The service was held in St Columb’s Church led by the Senior Chaplain for 38 (Irish) Brigade Father Michael Fava and Chaplain to The Royal Scots Borderers, 1 Scots Padre Philip Francis.
It was attended by officers of 38 (Irish) Brigade as well as Officers and Soldiers from The Royal Scots Borderers, 2 Rifles, the Royal Navy, Royal Irish Regiment, the Royal Air Force and troops from Army Reserve units around Northern Ireland who have served in Afghanistan. Representatives from a number of the families of those killed in service also attended. During the service a cross made from brass shells from Afghanistan was blessed. It is a replica of that blessed at St Paul’s Cathedral and which will now go to the National Arboretum after being the centre of church services in Afghanistan for many years.
Padre Philip Francis of The Royal Scots Borderers, 1 Scots based at Palace Barracks, Holywood said it has been a poignant and moving day for both personnel and families. “Not only here in Northern Ireland, but also in London and elsewhere there are memories and very personal thoughts being shared,“ he said.
Lagan Valley MLA Brenda Hale, whose husband Captain Mark Hale was killed whilst serving in Afghanistan, attended the commemoration service at St Pauls in London with her daughter Tori.
Speaking afterwards Tori Hale said, “Today is an emotional and poignant day for the families like ours. We all have different journeys but are on the same road.”

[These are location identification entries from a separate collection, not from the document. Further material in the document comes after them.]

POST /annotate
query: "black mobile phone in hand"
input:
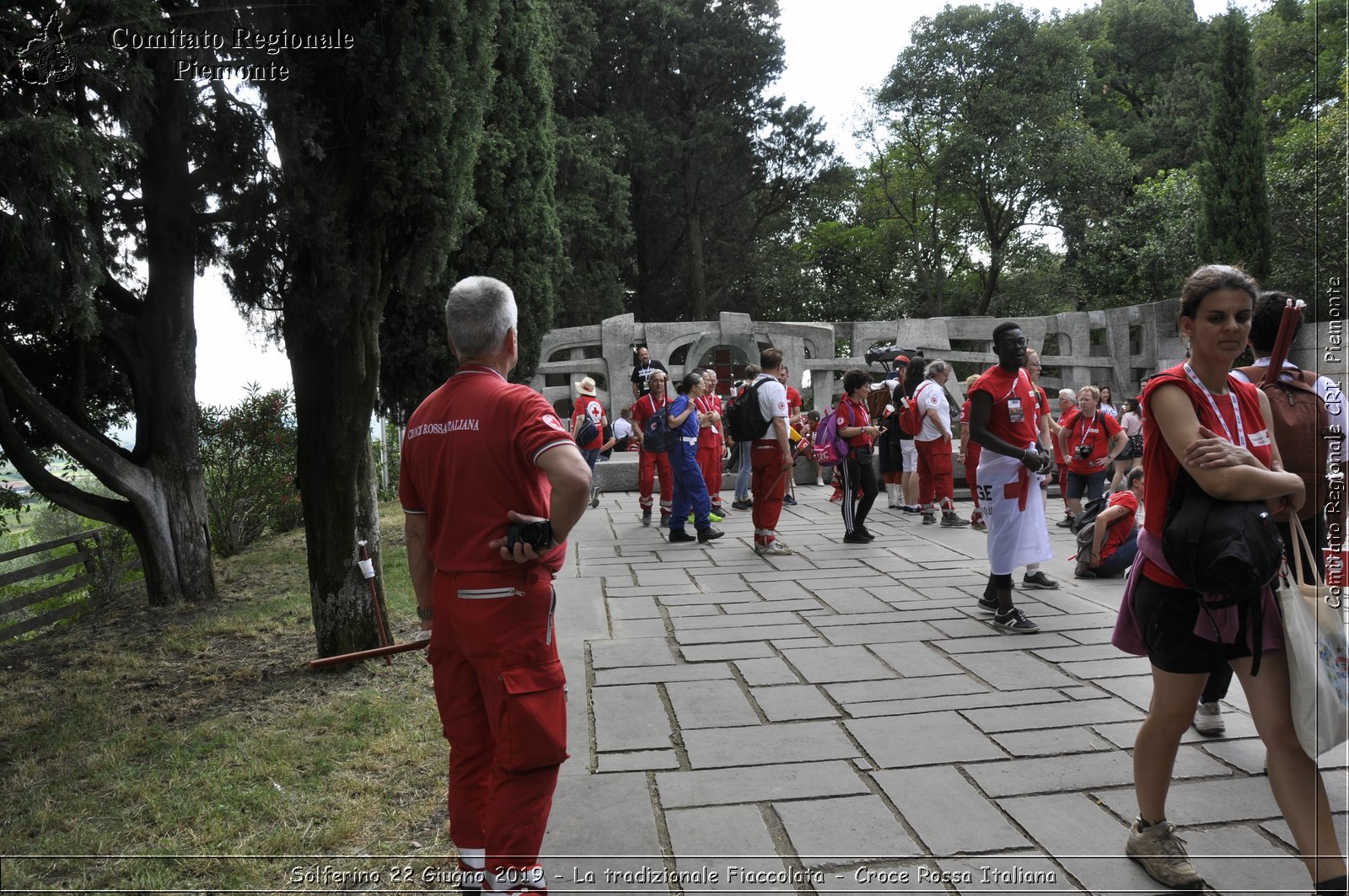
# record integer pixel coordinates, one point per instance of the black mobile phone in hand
(537, 534)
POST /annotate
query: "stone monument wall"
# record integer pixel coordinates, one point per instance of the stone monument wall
(1115, 347)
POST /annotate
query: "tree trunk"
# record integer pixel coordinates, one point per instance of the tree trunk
(336, 469)
(164, 494)
(696, 282)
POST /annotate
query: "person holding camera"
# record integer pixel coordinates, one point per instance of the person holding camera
(1090, 440)
(492, 483)
(690, 486)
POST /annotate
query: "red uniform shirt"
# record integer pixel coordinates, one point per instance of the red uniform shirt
(708, 436)
(591, 408)
(1160, 466)
(476, 444)
(850, 413)
(1016, 406)
(1120, 529)
(644, 409)
(1096, 433)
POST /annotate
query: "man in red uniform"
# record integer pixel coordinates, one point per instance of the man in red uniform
(489, 464)
(771, 456)
(710, 446)
(649, 462)
(1004, 419)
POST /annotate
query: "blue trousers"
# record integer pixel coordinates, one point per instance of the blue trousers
(1121, 559)
(690, 489)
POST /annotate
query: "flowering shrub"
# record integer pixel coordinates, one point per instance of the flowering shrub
(249, 463)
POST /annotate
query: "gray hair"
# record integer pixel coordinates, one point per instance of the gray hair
(478, 314)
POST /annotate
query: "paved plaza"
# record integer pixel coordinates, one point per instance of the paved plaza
(847, 721)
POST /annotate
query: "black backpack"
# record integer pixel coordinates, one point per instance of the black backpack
(745, 419)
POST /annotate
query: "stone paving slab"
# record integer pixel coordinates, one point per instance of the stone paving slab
(903, 689)
(834, 831)
(631, 716)
(1086, 840)
(1054, 774)
(1058, 716)
(955, 702)
(793, 702)
(728, 848)
(1015, 671)
(766, 783)
(916, 660)
(761, 745)
(718, 703)
(942, 738)
(946, 811)
(651, 675)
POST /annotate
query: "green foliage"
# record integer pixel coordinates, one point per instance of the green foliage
(249, 459)
(1146, 251)
(1234, 226)
(516, 235)
(989, 139)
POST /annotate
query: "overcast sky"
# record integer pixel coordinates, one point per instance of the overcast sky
(836, 51)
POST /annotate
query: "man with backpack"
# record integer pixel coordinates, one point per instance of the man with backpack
(759, 417)
(1308, 412)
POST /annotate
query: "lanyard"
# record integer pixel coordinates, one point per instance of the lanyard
(1236, 409)
(1088, 428)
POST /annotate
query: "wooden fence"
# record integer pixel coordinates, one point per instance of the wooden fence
(87, 548)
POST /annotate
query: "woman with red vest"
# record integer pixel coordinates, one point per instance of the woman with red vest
(1220, 429)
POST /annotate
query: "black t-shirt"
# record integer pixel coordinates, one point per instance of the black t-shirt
(641, 373)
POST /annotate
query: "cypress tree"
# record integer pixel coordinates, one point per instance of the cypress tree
(1234, 226)
(517, 238)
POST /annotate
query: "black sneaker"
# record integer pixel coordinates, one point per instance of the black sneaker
(1013, 622)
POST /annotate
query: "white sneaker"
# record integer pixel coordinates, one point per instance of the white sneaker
(1207, 720)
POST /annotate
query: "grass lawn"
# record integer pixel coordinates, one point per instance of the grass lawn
(191, 748)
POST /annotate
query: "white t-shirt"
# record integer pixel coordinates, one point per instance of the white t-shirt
(772, 401)
(932, 394)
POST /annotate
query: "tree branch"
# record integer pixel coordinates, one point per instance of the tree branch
(83, 446)
(56, 489)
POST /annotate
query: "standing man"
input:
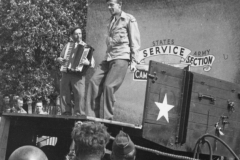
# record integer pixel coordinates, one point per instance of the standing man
(123, 43)
(74, 81)
(20, 105)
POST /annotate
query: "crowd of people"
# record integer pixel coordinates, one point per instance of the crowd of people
(17, 104)
(91, 139)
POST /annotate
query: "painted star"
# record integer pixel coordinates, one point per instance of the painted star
(163, 108)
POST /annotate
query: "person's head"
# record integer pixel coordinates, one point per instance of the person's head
(39, 107)
(14, 100)
(6, 99)
(114, 6)
(29, 101)
(90, 140)
(19, 102)
(76, 34)
(123, 148)
(28, 153)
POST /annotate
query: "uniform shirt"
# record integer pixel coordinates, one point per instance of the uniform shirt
(123, 38)
(74, 50)
(21, 110)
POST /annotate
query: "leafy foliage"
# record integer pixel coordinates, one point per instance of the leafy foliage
(32, 34)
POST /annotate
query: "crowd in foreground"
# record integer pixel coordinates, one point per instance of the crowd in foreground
(90, 141)
(16, 104)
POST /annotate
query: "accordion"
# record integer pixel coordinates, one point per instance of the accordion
(73, 59)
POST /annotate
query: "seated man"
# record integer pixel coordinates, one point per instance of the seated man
(123, 148)
(90, 140)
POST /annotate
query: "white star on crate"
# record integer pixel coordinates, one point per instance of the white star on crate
(164, 108)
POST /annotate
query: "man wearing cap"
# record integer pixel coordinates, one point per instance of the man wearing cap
(123, 43)
(90, 139)
(74, 82)
(123, 148)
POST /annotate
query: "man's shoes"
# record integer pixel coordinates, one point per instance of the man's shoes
(66, 114)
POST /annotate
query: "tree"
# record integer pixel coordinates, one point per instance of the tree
(32, 34)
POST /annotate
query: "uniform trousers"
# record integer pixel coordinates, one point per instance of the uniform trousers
(105, 81)
(72, 82)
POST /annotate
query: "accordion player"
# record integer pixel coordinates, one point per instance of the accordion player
(73, 59)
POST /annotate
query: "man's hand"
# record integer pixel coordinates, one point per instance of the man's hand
(133, 67)
(85, 61)
(61, 60)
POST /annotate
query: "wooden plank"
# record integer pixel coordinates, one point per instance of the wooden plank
(217, 83)
(160, 134)
(4, 131)
(219, 103)
(153, 109)
(215, 92)
(160, 68)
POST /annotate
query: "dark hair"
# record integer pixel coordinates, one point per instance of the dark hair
(90, 138)
(129, 156)
(6, 95)
(118, 1)
(19, 98)
(74, 29)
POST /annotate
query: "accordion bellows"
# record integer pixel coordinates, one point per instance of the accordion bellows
(73, 59)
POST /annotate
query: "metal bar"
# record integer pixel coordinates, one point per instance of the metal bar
(114, 122)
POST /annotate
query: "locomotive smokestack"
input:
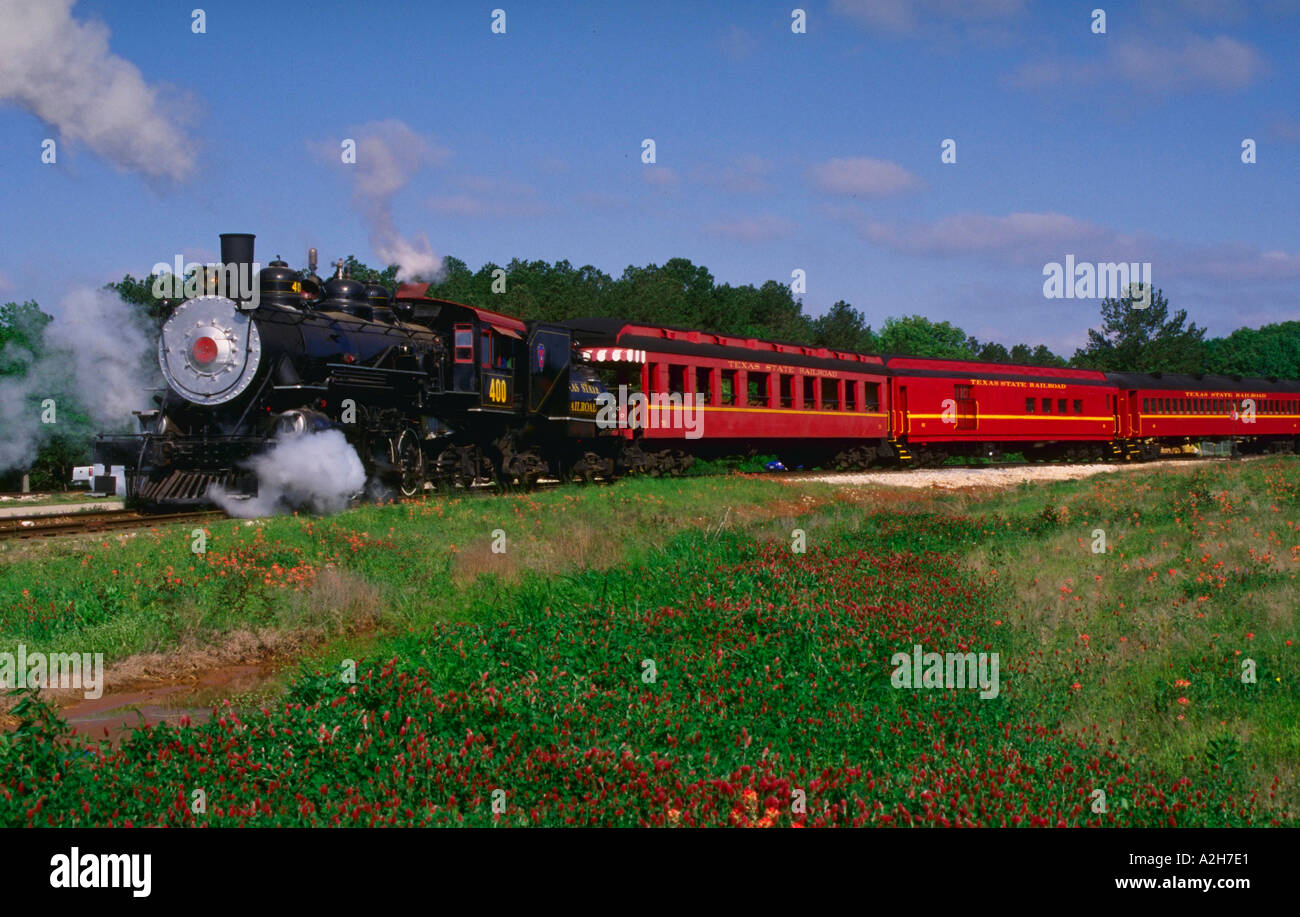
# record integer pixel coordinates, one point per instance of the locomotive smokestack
(237, 251)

Brenda Hale added: “For me, the service was a true reflection about how we as a nation honour our war dead. As we stood outside and watched the parade and fly-past you know that their sacrifice will always be remembered. Afghanistan is scorched into the memory of many, and everyday will bring its challenges, but we keep going, because not too would mean they had died in vain.”